Despite having observed that some cases had adopted a broad reading of section 9A(3), Goh noticed a concurrent line of cases which had sought to limit the type of extrinsic materials that might be referred to. One of these was the High Court decision in Taw Cheng Kong, in which Karthigesu J.A. laid down the following reasons for not relying on extrinsic material to interpret subsequent legislation:

- Sections 9A(3)(b) and 9A(3)(c) of the Interpretation Act contemplate the use of explanatory statements to a tabled bill or a speech made by a minister on the occasion of the motion for the second reading of the bill as interpretive aids. However, they do not permit reference to other explanatory statements or speeches. The statements the court may refer to under these provisions are strictly the statements concerning the bill in question.
- Section 9A(3)(d) allows the court to consider "any relevant material in any official record of debates in Parliament". Under this provision, material relating to the original Act may be looked at in interpreting an amendment. However, it would not be wise to set a precedent for the unregulated use of original material in construing a subsequent amendment. After all, it is not a rule that Parliament must legislate consistently with past legislation. On the contrary, subsequent legislation must, where inconsistent with its predecessor, prevail over it. The objective of the court is not to construe all legislation as if Parliament was in some way bound by its intentions when it first passed the Act. It is to construe why Parliament has seen fit to amend that Act in the light of the inadequacies that the passage of time has revealed or new needs carried by the tide of progress.
- The first duty of the court is to determine whether the amendment was intended to be consistent with the intentions of Parliament in passing the original Act. Only if the court is satisfied if that is the case may it read them as one.

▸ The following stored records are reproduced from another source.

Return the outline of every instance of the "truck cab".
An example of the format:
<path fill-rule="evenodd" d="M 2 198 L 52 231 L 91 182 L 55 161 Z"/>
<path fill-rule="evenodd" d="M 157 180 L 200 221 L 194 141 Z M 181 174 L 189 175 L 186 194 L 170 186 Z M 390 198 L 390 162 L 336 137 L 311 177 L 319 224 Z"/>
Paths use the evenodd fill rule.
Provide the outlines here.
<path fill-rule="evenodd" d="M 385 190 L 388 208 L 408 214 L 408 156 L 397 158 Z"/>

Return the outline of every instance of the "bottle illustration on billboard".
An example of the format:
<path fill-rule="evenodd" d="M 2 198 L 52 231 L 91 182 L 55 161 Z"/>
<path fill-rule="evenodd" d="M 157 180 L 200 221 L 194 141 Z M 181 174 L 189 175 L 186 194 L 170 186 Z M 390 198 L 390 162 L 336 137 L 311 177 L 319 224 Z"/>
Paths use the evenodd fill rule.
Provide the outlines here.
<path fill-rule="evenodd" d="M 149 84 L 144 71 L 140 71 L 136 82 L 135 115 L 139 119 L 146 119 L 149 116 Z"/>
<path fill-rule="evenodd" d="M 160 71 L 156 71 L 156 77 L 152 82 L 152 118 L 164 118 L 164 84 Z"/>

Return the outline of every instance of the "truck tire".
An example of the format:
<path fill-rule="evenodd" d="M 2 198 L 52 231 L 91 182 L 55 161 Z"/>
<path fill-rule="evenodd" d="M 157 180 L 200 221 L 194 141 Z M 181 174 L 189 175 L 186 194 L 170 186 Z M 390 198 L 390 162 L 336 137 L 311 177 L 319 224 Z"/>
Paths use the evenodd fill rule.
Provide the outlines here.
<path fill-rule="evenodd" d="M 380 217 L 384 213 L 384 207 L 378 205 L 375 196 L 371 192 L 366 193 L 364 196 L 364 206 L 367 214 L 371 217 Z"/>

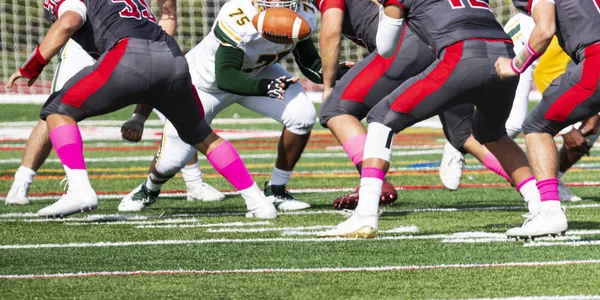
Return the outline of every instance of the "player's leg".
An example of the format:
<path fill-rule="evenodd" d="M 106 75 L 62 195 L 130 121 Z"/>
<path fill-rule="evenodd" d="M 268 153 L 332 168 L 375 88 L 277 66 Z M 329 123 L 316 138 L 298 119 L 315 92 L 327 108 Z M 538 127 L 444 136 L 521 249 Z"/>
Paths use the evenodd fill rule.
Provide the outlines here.
<path fill-rule="evenodd" d="M 444 145 L 439 175 L 444 187 L 455 191 L 460 186 L 465 153 L 471 136 L 471 118 L 475 106 L 470 103 L 457 105 L 439 115 L 448 142 Z"/>
<path fill-rule="evenodd" d="M 569 124 L 582 121 L 600 111 L 600 47 L 585 49 L 585 58 L 552 82 L 542 101 L 523 124 L 527 152 L 537 179 L 541 210 L 522 227 L 510 229 L 509 236 L 533 237 L 560 234 L 567 230 L 567 219 L 558 195 L 558 151 L 554 135 Z"/>
<path fill-rule="evenodd" d="M 279 64 L 267 67 L 257 76 L 264 78 L 292 77 Z M 299 210 L 308 208 L 310 205 L 296 199 L 286 190 L 286 185 L 308 143 L 316 119 L 316 110 L 300 84 L 290 85 L 286 89 L 284 97 L 283 100 L 256 96 L 243 97 L 237 102 L 283 124 L 284 129 L 277 144 L 277 160 L 271 179 L 265 183 L 264 192 L 275 201 L 280 210 Z"/>
<path fill-rule="evenodd" d="M 336 83 L 319 112 L 321 125 L 331 130 L 359 173 L 367 134 L 360 120 L 385 96 L 435 60 L 427 45 L 408 29 L 399 43 L 394 56 L 383 58 L 373 52 L 352 67 Z M 354 209 L 358 190 L 335 199 L 334 207 Z M 397 198 L 394 186 L 384 180 L 380 204 L 393 203 Z"/>
<path fill-rule="evenodd" d="M 58 55 L 58 63 L 52 79 L 52 93 L 60 90 L 65 82 L 83 67 L 94 62 L 95 60 L 79 44 L 69 40 Z M 27 139 L 21 166 L 17 169 L 15 181 L 6 196 L 6 205 L 29 204 L 29 186 L 51 150 L 52 143 L 48 137 L 46 121 L 40 120 Z"/>

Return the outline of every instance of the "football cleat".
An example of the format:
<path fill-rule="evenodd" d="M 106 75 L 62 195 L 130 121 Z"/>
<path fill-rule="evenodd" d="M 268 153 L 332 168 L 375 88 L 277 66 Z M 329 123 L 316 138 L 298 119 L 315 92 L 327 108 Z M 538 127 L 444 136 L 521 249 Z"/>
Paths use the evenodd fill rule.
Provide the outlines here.
<path fill-rule="evenodd" d="M 258 190 L 258 187 L 256 188 Z M 258 190 L 260 191 L 260 190 Z M 275 219 L 277 218 L 277 209 L 263 194 L 257 193 L 253 196 L 244 197 L 248 212 L 246 218 L 257 218 L 257 219 Z"/>
<path fill-rule="evenodd" d="M 560 197 L 560 201 L 576 202 L 582 200 L 581 197 L 573 194 L 562 181 L 558 182 L 558 196 Z"/>
<path fill-rule="evenodd" d="M 285 189 L 285 185 L 269 185 L 265 182 L 264 194 L 278 210 L 292 211 L 310 207 L 310 204 L 300 201 Z"/>
<path fill-rule="evenodd" d="M 440 180 L 444 187 L 451 191 L 458 190 L 462 178 L 462 168 L 465 164 L 465 155 L 456 150 L 452 144 L 446 142 L 444 154 L 440 164 Z"/>
<path fill-rule="evenodd" d="M 62 218 L 78 212 L 98 208 L 98 196 L 92 187 L 71 188 L 58 201 L 38 211 L 38 216 L 46 218 Z"/>
<path fill-rule="evenodd" d="M 5 205 L 27 205 L 29 204 L 29 183 L 13 182 L 4 200 Z"/>
<path fill-rule="evenodd" d="M 198 180 L 187 188 L 188 201 L 221 201 L 225 195 L 206 182 Z"/>
<path fill-rule="evenodd" d="M 544 209 L 523 215 L 525 222 L 521 227 L 506 231 L 509 238 L 534 239 L 541 236 L 564 235 L 568 229 L 564 208 Z"/>
<path fill-rule="evenodd" d="M 353 192 L 339 196 L 333 201 L 333 207 L 335 209 L 355 209 L 358 205 L 358 191 L 356 188 Z M 389 181 L 384 180 L 383 186 L 381 187 L 381 197 L 379 197 L 379 205 L 392 205 L 398 199 L 398 192 L 396 188 Z"/>
<path fill-rule="evenodd" d="M 121 200 L 118 209 L 119 211 L 141 211 L 156 202 L 158 195 L 160 195 L 160 191 L 149 190 L 144 181 Z"/>
<path fill-rule="evenodd" d="M 379 217 L 362 216 L 353 214 L 346 221 L 338 224 L 335 228 L 318 233 L 320 238 L 325 237 L 344 237 L 358 239 L 372 239 L 377 236 Z"/>

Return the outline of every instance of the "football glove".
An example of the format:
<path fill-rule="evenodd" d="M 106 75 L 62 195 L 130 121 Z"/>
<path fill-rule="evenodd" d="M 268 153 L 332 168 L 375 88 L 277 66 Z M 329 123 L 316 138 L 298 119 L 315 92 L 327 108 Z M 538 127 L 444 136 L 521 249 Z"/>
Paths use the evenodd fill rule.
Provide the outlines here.
<path fill-rule="evenodd" d="M 131 119 L 121 126 L 121 137 L 124 142 L 135 144 L 142 139 L 144 133 L 144 123 L 146 117 L 140 114 L 133 114 Z"/>
<path fill-rule="evenodd" d="M 281 76 L 275 79 L 263 79 L 261 81 L 262 94 L 271 98 L 283 99 L 285 90 L 290 84 L 295 82 L 293 77 L 287 78 L 287 76 Z"/>

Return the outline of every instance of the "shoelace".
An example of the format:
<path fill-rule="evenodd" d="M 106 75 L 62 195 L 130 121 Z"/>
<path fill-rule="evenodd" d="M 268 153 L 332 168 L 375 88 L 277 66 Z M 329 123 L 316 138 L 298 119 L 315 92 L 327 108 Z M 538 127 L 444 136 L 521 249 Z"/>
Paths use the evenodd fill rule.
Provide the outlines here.
<path fill-rule="evenodd" d="M 67 177 L 66 175 L 65 178 L 63 178 L 63 180 L 60 181 L 60 188 L 63 190 L 63 192 L 66 192 L 69 188 L 69 177 Z"/>

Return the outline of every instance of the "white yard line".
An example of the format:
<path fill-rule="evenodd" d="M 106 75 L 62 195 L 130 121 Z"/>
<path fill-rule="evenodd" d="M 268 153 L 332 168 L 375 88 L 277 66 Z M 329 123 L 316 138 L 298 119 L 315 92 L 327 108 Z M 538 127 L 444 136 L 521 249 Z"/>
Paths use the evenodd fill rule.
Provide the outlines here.
<path fill-rule="evenodd" d="M 537 239 L 536 239 L 537 240 Z M 600 245 L 600 240 L 574 241 L 574 242 L 529 242 L 525 247 L 548 247 L 548 246 L 594 246 Z"/>
<path fill-rule="evenodd" d="M 154 271 L 108 271 L 108 272 L 79 272 L 54 274 L 6 274 L 0 279 L 40 279 L 40 278 L 77 278 L 96 276 L 130 276 L 130 275 L 208 275 L 208 274 L 261 274 L 261 273 L 338 273 L 338 272 L 382 272 L 382 271 L 413 271 L 432 269 L 484 269 L 484 268 L 515 268 L 515 267 L 545 267 L 567 265 L 600 264 L 600 260 L 563 260 L 539 262 L 507 262 L 489 264 L 440 264 L 412 266 L 382 266 L 382 267 L 334 267 L 334 268 L 273 268 L 273 269 L 233 269 L 233 270 L 154 270 Z M 595 297 L 595 296 L 592 296 Z M 513 298 L 508 298 L 513 299 Z M 535 299 L 535 298 L 533 298 Z M 556 299 L 556 298 L 550 298 Z M 577 299 L 577 298 L 575 298 Z M 588 298 L 596 299 L 596 298 Z"/>
<path fill-rule="evenodd" d="M 211 233 L 231 233 L 231 232 L 267 232 L 267 231 L 302 231 L 313 229 L 330 229 L 335 226 L 319 225 L 319 226 L 298 226 L 298 227 L 263 227 L 263 228 L 220 228 L 208 229 L 206 232 Z"/>
<path fill-rule="evenodd" d="M 600 299 L 600 295 L 568 295 L 568 296 L 517 296 L 509 298 L 469 298 L 464 300 L 588 300 Z"/>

===Judicial role in constitutional interpretation===
As of 2009, the High Court's decision in Taw Cheng Kong was the only case in Singapore where a statutory provision had been struck down as unconstitutional. (Note: In Chng Suan Tze v. Minister for Home Affairs [1988] 2 S.L.R.(R.) 525 at 551, para. 79, the Court of Appeal held that sections 8 and 10 of the were inconsistent with Articles 12 and 93 of the Constitution, but this was, strictly speaking, an obiter dictum as the case was not decided on this point.) Although overturned on appeal, the case illustrates the power that the judiciary wields and its role in safeguarding the Constitution.

However, Thio Li-ann has expressed the view that the High Court judgement Rajeevan Edakalavan v. Public Prosecutor (1998) seems to indicate "a judicial cession of its [the court's] role to protect fundamental liberties". Noting that in Rajeevan it was said that "[t]he sensitive issues surrounding the scope of fundamental liberties should be raised through our representatives in Parliament who are the ones chosen by us to address our concerns", she opined that the statement was more appropriate to a jurisdiction premised on parliamentary supremacy. On the other hand, since the Constitution is the supreme law of Singapore, the judiciary is empowered to strike down unconstitutional legislation, as the High Court's decision in Taw Cheng Kong indicates.